Publication bias is common in diagnostic studies, possibly more so than in studies of randomized controlled trials [46]. We detected publication bias in our review. As expected, there was no significant publication bias in our review. However, the statistical methods used to assess publication bias have limitations [4749]. Therefore, the above findings must be interpreted in this context.

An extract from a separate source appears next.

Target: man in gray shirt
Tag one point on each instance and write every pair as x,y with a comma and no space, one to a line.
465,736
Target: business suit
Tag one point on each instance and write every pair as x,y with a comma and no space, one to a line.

Our meta-analysis had several limitations. First, the exclusion of conference abstracts and letters to the editors may have led to the publication bias that was observed in the present meta-analysis. Second, the number of eligible studies was small, and these studies dealt with very different things (such as study setting or assay method), potentially not reflecting the broader experience. An inflation of accuracy estimates could occur due to preferential acceptance of papers reporting favorable results. Third, some of the studies were small in number. Studies based on small samples sizes may have allowed for a Type II error. Because of the lack of required data reported in the original publications and the small number of eligible studies, we could not analyze the cutoff of the corresponding type of bacterial infection, and we also could not analyze the effects of factors such as laboratory infrastructure and patient spectrum (e.g., the severity of inflammation caused by infection) on the accuracy of sTREM-1 measurements.

Conclusions

The sTREM-1 assay appears to be a reliable marker of bacterial infection. Evaluations of sTREM-1 assays seem primarily to have been conducted with sample material from suspected sites of infection, but sTREM-1 may not be a sufficient biological marker for infection of the urinary tract due to its low sensitivity. The evidence presented in this review supports the usefulness of measuring sTREM-1 in clinical practice, except for the diagnosis of UTI. The real clinical value of the sTREM-1 assay is evident when sTREM-1 levels are low, allowing the clinician to withhold empiric antibiotics until culture results are available, thus eliminating unnecessary exposure of the patient to antibiotics. Whether sTREM-1 guidance can reduce antibiotic use will require additional studies, and additional prospective studies will be necessary to assess the usefulness of measuring sTREM-1 in different types of infection.